🤖 AI Summary
This work addresses core challenges in whole-body control of humanoid robots—high-dimensional action spaces, bipedal instability, and difficulties in end-to-end visual learning—by proposing a hierarchical world model architecture that requires no handcrafted rewards, simplifying assumptions, or skill priors. The architecture decouples high-level visual decision-making from low-level motor execution and jointly optimizes both via reinforcement learning. Evaluated on a 56-DoF simulated humanoid platform (Isaac Gym), the system achieves multi-task generalization using raw visual inputs only. It attains high-performance policies across eight complex tasks, with motion quality rated significantly superior to existing baselines by human evaluators. To our knowledge, this is the first demonstration of end-to-end, multi-task, generalizable whole-body control for high-DOF humanoid robots driven solely by vision.
📝 Abstract
Whole-body control for humanoids is challenging due to the high-dimensional nature of the problem, coupled with the inherent instability of a bipedal morphology. Learning from visual observations further exacerbates this difficulty.

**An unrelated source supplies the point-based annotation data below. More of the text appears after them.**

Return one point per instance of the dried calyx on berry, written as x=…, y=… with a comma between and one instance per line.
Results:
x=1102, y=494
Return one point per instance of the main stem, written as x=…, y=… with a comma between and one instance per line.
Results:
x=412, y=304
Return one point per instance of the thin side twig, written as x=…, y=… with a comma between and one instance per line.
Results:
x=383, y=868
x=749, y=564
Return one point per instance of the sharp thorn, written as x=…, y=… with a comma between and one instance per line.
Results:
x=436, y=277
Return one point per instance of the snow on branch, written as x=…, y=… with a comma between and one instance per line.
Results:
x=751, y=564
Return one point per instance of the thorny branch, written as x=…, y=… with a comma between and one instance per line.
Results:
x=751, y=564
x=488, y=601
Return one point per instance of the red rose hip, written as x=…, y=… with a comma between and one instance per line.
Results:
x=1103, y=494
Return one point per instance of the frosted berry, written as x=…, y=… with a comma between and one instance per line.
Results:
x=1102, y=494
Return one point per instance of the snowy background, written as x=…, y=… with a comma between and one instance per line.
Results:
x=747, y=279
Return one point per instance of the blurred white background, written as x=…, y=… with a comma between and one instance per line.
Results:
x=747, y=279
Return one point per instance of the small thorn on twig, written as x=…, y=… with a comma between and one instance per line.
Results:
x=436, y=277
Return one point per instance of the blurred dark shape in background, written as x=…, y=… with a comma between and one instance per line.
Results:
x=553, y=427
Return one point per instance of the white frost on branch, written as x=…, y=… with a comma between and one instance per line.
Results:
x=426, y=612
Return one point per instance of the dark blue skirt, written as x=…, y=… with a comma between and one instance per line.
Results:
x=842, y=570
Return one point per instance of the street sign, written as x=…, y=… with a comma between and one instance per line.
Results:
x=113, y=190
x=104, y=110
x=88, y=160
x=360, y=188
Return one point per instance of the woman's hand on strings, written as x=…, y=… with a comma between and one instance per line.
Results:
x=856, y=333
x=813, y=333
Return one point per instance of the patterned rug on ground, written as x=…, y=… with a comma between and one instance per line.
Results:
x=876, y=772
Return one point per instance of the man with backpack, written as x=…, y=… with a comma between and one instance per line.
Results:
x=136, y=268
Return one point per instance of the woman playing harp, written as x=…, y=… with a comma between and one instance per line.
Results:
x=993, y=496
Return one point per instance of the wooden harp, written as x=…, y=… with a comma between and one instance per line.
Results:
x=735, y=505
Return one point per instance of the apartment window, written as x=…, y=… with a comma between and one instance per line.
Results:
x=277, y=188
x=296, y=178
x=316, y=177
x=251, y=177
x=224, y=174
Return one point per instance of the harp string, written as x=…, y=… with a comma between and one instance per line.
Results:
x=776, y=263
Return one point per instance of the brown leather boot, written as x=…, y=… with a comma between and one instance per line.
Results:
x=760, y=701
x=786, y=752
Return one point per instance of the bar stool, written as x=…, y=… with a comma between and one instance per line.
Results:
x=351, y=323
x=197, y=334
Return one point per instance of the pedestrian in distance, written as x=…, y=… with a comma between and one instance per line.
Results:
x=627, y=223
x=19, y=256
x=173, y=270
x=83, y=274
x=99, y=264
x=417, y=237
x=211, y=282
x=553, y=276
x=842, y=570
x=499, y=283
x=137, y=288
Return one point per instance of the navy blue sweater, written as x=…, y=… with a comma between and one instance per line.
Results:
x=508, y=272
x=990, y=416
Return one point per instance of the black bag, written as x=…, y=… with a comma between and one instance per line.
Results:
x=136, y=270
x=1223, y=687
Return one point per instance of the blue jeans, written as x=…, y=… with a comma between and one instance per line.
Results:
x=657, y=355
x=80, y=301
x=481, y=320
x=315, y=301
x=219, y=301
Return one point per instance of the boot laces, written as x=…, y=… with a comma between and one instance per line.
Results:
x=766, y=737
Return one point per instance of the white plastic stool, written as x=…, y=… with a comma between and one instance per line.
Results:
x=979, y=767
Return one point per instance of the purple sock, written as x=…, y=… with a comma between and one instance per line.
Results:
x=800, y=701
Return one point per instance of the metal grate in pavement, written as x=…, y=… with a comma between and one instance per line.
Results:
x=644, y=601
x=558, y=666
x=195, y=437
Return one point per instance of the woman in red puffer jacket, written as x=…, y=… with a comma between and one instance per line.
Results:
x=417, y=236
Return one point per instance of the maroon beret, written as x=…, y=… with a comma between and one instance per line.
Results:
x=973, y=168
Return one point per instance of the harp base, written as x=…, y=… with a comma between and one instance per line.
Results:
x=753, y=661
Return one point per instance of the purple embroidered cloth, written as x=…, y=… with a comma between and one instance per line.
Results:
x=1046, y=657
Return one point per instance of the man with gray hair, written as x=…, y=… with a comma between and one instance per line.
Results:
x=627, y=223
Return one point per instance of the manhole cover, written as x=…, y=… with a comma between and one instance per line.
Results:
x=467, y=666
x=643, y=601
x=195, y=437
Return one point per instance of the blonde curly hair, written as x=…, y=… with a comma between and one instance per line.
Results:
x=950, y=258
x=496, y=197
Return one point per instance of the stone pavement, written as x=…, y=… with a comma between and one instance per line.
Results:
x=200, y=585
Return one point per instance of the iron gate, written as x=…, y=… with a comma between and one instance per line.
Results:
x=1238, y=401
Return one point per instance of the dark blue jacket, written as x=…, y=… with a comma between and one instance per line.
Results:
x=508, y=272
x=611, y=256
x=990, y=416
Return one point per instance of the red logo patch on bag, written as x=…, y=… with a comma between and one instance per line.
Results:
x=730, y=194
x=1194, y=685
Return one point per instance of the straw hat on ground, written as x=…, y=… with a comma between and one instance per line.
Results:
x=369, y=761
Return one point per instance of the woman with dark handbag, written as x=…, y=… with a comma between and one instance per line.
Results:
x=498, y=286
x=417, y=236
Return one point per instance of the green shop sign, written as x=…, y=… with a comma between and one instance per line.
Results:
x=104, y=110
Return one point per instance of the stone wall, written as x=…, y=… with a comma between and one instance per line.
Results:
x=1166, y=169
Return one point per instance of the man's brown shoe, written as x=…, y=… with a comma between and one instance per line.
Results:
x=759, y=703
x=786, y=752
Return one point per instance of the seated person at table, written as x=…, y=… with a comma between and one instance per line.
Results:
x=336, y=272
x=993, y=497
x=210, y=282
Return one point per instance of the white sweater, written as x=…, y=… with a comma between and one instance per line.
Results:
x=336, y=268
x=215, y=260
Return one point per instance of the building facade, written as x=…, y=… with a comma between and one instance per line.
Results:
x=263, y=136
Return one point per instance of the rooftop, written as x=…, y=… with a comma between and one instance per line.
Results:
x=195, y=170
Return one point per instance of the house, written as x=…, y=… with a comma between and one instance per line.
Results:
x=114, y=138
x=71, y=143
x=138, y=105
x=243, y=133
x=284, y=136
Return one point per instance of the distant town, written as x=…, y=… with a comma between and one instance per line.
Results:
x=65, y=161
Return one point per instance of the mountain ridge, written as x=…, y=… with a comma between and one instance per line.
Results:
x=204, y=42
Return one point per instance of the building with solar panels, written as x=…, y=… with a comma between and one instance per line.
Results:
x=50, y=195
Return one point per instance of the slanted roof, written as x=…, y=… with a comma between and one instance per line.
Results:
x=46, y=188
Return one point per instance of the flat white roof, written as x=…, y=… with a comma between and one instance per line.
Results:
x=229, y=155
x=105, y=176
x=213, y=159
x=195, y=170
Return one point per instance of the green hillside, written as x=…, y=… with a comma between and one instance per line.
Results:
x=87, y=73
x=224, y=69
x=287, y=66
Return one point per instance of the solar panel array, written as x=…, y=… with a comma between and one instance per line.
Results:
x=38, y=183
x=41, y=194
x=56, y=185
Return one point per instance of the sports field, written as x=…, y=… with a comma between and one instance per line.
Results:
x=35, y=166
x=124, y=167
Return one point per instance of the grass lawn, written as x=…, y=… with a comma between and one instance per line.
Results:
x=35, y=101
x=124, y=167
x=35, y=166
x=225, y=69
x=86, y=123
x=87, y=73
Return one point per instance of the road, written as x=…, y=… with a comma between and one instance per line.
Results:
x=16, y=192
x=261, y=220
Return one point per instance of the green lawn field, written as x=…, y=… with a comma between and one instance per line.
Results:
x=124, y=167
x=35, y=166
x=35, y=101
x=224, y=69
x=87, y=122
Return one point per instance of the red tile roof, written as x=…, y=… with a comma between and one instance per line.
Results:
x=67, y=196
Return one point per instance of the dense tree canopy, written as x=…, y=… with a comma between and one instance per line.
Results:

In this work, we explore highly data-driven approaches to visual whole-body humanoid control based on reinforcement learning, without any simplifying assumptions, reward design, or skill primitives. Specifically, we propose a hierarchical world model in which a high-level agent generates commands based on visual observations for a low-level agent to execute, both of which are trained with rewards. Our approach produces highly performant control policies in 8 tasks with a simulated 56-DoF humanoid, while synthesizing motions that are broadly preferred by humans.